Sabtu 10 Aug 2024 07:28 WIB

Perubahan Iklim Dapat Picu Konflik di Asia Selatan

Ketersediaan air bukanlah satu-satunya masalah Asia Selatan.

Rep: Lintar Satria/ Red: Satria K Yudha
Banjir melanda Provinsi Punjab di Pakistan.
Foto: AP
Banjir melanda Provinsi Punjab di Pakistan.

REPUBLIKA.CO.ID, JAKARTA — Pendiri organisasi yang fokus pada dampak perubahan iklim Climate Nexus, Jeff Nesbit, mengatakan kelangkaan air di Pakistan dapat sangat berbahaya. Asia Selatan mengalami kekeringan dan air merupakan masalah serius.

Perubahan iklim menyebabkan pola hujan yang tidak menentu sehingga mengakibatkan banjir bandang dan kekeringan serta kelangkaan air dan melelehkan gletser. Perubahan iklim juga meningkatkan intensitas curah hujan dan aliran sungai.
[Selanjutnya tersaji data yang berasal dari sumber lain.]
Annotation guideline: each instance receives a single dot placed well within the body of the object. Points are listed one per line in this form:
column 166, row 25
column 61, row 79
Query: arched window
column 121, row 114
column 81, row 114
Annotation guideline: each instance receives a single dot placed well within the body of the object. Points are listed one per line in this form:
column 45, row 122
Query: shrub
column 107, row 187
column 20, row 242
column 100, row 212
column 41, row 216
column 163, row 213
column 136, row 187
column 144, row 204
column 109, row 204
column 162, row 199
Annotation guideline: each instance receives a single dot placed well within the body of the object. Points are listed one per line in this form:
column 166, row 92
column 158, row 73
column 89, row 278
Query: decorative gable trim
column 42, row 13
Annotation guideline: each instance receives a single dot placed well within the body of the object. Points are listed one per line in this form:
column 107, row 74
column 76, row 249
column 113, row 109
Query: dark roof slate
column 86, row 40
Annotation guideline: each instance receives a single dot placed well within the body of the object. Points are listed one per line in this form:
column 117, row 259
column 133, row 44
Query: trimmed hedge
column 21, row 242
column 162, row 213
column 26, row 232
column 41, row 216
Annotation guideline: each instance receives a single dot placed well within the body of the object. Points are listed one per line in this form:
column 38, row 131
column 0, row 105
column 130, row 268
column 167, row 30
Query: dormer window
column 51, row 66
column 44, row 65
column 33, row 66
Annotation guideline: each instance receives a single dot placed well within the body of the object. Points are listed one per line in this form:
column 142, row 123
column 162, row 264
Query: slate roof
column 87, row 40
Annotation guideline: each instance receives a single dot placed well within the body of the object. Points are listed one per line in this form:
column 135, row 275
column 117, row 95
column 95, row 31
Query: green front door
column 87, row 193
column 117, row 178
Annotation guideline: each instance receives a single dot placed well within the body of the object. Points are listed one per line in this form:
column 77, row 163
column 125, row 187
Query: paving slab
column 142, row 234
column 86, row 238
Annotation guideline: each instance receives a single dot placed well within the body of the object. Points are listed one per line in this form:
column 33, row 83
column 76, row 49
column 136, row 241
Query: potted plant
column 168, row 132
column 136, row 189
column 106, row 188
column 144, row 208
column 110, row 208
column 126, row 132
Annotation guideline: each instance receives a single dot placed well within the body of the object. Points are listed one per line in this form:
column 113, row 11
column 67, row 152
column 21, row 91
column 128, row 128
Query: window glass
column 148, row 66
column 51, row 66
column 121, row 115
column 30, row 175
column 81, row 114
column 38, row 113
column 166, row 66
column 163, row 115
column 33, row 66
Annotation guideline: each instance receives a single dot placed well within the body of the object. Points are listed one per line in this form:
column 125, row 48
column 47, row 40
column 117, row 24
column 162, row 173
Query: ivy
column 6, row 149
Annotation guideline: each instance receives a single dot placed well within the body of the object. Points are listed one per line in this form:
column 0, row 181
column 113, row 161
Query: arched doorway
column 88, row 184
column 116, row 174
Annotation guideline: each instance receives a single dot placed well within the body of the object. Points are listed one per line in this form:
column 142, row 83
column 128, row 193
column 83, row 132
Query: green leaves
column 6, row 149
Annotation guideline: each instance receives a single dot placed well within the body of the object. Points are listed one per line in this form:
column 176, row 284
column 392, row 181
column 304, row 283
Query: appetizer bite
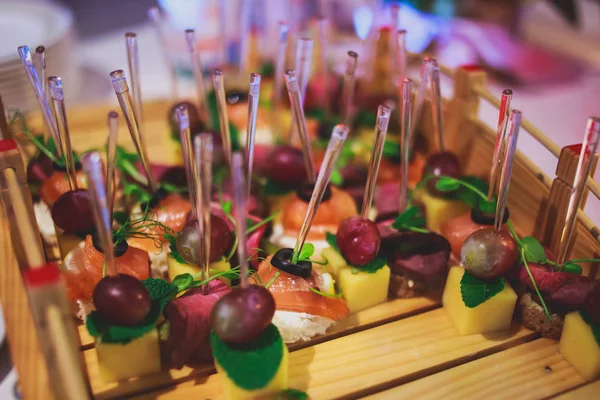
column 353, row 258
column 477, row 298
column 306, row 298
column 459, row 228
column 249, row 352
column 418, row 259
column 556, row 288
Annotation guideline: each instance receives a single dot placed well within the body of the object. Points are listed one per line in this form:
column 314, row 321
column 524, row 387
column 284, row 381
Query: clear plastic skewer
column 111, row 159
column 155, row 17
column 253, row 95
column 348, row 87
column 405, row 141
column 25, row 55
column 279, row 75
column 92, row 165
column 203, row 148
column 239, row 202
column 336, row 142
column 185, row 134
column 300, row 122
column 133, row 60
column 401, row 55
column 201, row 93
column 420, row 96
column 381, row 126
column 303, row 64
column 500, row 145
column 323, row 70
column 40, row 55
column 511, row 147
column 584, row 165
column 219, row 85
column 436, row 105
column 58, row 104
column 122, row 91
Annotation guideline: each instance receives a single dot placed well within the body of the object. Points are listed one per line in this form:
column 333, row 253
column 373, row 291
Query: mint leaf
column 159, row 289
column 332, row 241
column 307, row 250
column 588, row 320
column 373, row 266
column 227, row 206
column 173, row 247
column 183, row 281
column 475, row 291
column 533, row 250
column 573, row 268
column 446, row 184
column 291, row 394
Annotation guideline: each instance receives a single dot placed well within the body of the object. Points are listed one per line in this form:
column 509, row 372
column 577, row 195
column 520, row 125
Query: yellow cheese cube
column 139, row 357
column 177, row 268
column 438, row 210
column 493, row 315
column 335, row 261
column 277, row 384
column 578, row 346
column 362, row 290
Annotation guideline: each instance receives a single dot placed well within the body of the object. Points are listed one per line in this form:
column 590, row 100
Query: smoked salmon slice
column 292, row 293
column 83, row 269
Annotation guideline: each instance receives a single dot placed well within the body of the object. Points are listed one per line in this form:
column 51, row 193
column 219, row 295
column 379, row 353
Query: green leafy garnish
column 475, row 291
column 251, row 365
column 411, row 219
column 588, row 320
column 373, row 266
column 173, row 247
column 291, row 394
column 533, row 250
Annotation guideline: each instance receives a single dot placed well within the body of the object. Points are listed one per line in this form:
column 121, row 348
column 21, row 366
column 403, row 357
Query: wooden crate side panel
column 373, row 360
column 529, row 371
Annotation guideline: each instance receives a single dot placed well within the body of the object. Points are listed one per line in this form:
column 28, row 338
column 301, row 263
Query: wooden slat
column 518, row 373
column 363, row 363
column 20, row 328
column 378, row 315
column 590, row 391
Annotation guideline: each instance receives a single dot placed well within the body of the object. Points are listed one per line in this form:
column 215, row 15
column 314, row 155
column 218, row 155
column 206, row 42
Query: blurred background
column 547, row 51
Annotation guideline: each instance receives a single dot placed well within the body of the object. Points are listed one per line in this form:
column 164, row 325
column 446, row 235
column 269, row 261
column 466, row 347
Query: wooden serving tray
column 400, row 349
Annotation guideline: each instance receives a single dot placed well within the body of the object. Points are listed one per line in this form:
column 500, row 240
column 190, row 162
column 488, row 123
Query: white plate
column 32, row 24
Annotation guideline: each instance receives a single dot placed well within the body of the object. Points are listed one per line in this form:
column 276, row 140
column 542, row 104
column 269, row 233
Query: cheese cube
column 362, row 290
column 438, row 210
column 493, row 315
column 335, row 261
column 578, row 346
column 177, row 268
column 277, row 384
column 139, row 357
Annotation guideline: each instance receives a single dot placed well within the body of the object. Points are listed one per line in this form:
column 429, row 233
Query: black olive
column 482, row 218
column 281, row 260
column 305, row 190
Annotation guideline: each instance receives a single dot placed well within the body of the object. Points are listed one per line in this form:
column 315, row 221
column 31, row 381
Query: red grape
column 122, row 299
column 358, row 240
column 287, row 166
column 188, row 241
column 242, row 315
column 72, row 212
column 488, row 253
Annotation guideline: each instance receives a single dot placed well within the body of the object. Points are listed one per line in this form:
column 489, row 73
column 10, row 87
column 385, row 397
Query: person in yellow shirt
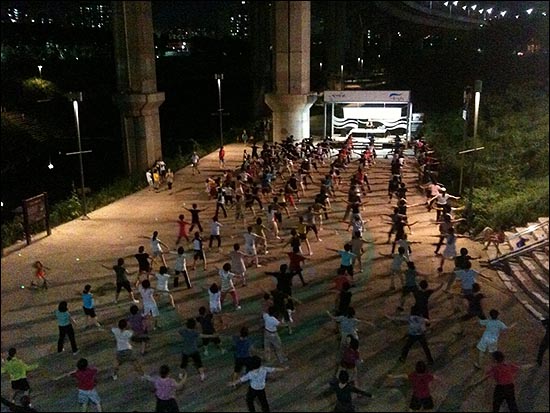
column 17, row 370
column 302, row 230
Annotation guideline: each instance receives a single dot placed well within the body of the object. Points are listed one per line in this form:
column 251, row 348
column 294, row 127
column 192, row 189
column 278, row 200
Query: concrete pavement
column 75, row 252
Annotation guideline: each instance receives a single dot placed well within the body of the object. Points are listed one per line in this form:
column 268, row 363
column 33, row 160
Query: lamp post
column 75, row 98
column 219, row 78
column 466, row 117
column 477, row 99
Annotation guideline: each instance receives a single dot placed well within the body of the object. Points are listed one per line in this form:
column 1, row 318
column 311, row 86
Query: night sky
column 168, row 14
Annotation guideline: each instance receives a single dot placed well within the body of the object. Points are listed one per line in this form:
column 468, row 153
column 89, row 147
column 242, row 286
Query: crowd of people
column 269, row 199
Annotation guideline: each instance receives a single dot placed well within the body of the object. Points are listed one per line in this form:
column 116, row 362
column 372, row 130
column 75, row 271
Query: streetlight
column 477, row 99
column 75, row 98
column 219, row 78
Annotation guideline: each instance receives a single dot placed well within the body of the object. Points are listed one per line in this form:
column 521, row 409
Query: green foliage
column 71, row 208
column 65, row 211
column 35, row 89
column 510, row 176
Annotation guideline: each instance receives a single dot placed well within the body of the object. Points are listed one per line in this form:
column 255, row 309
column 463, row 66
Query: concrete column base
column 290, row 115
column 140, row 129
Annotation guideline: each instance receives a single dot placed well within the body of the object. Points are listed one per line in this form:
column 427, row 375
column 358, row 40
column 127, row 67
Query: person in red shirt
column 295, row 264
column 221, row 156
column 86, row 380
column 504, row 375
column 183, row 229
column 420, row 380
column 341, row 278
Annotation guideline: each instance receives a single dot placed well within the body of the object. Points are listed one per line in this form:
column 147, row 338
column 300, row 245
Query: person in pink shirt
column 420, row 380
column 504, row 375
column 165, row 389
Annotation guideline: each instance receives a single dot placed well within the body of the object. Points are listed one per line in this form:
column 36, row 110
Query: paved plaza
column 76, row 251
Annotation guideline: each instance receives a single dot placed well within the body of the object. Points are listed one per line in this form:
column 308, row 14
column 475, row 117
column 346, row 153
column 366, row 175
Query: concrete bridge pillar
column 291, row 99
column 137, row 99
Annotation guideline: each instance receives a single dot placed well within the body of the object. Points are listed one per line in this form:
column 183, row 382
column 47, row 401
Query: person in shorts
column 86, row 378
column 138, row 324
column 88, row 306
column 191, row 337
column 17, row 370
column 198, row 251
column 420, row 381
column 489, row 339
column 124, row 350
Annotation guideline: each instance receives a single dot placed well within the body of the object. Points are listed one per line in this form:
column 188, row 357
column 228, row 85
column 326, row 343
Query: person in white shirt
column 237, row 262
column 195, row 162
column 214, row 299
column 150, row 307
column 124, row 351
column 489, row 339
column 250, row 244
column 162, row 284
column 257, row 378
column 271, row 337
column 227, row 285
column 180, row 267
column 215, row 231
column 156, row 248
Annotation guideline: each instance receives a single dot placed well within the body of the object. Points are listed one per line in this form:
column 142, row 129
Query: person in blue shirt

Dikutip dari Euro Asia Review, Jumat (9/8/2024), berdasarkan laporan yang dipublikasikan dalam jurnal ilmiah Afrika tahun 2022, selama 60 tahun terakhir Pakistan mengalami 19 banjir besar yang berdampak pada 594.700 kilometer lahan dan 166.075 desa. Ini menimbulkan kerugian hingga 30 miliar dolar AS dan menelan 10.668 nyawa.

Pakistan mengalami banjir mematikan pada tahun 2010 dan 2012. Dampak perubahan iklim diperkirakan semakin mempengaruhi ketersediaan dan kualitas air di Asia Selatan.

Ketersediaan air bukanlah satu-satunya masalah Asia Selatan, tapi juga di seluruh dunia. Dalam laporan McKinsey, pada tahun 2030 diperkirakan hanya 60 persen populasi dunia yang akan menggunakan air bersih, sementara 40 persen populasi atau 3 miliar orang tidak memiliki akses ke air bersih.

Dalam skenario tersebut, 70 persen air akan digunakan untuk pertanian. Pertanyaannya apakah hal ini dapat meningkatkan kemungkinan perang memperebutkan air? Pasalnya pada tahun 2030, populasi dunia akan mencapai 8,3 miliar orang.

Oleh karena itu, perubahan iklim kemungkinan akan berdampak pada keamanan di wilayah-wilayah yang bergejolak di seluruh dunia. Perubahan iklim memengaruhi ketersediaan air melalui pola curah hujan yang tidak menentu.

Perubahan iklim juga mengakibatkan gletser lebih cepat meleleh, menyusutkan lapisan es, menaikkan permukaan air laut hingga menyebabkan banjir, kekeringan, dan bencana alam lainnya. Menurut SDG Report 2022, sekitar 2 miliar orang membutuhkan akses terhadap air minum yang aman, dan hanya 0,5 persen yang dapat digunakan.

Selama 20 tahun terakhir, air dalam bentuk salju, es, dan kelembaban tanah berkurang 1 cm per tahun. Apakah Asia Selatan menghadapi masalah keamanan air yang parah?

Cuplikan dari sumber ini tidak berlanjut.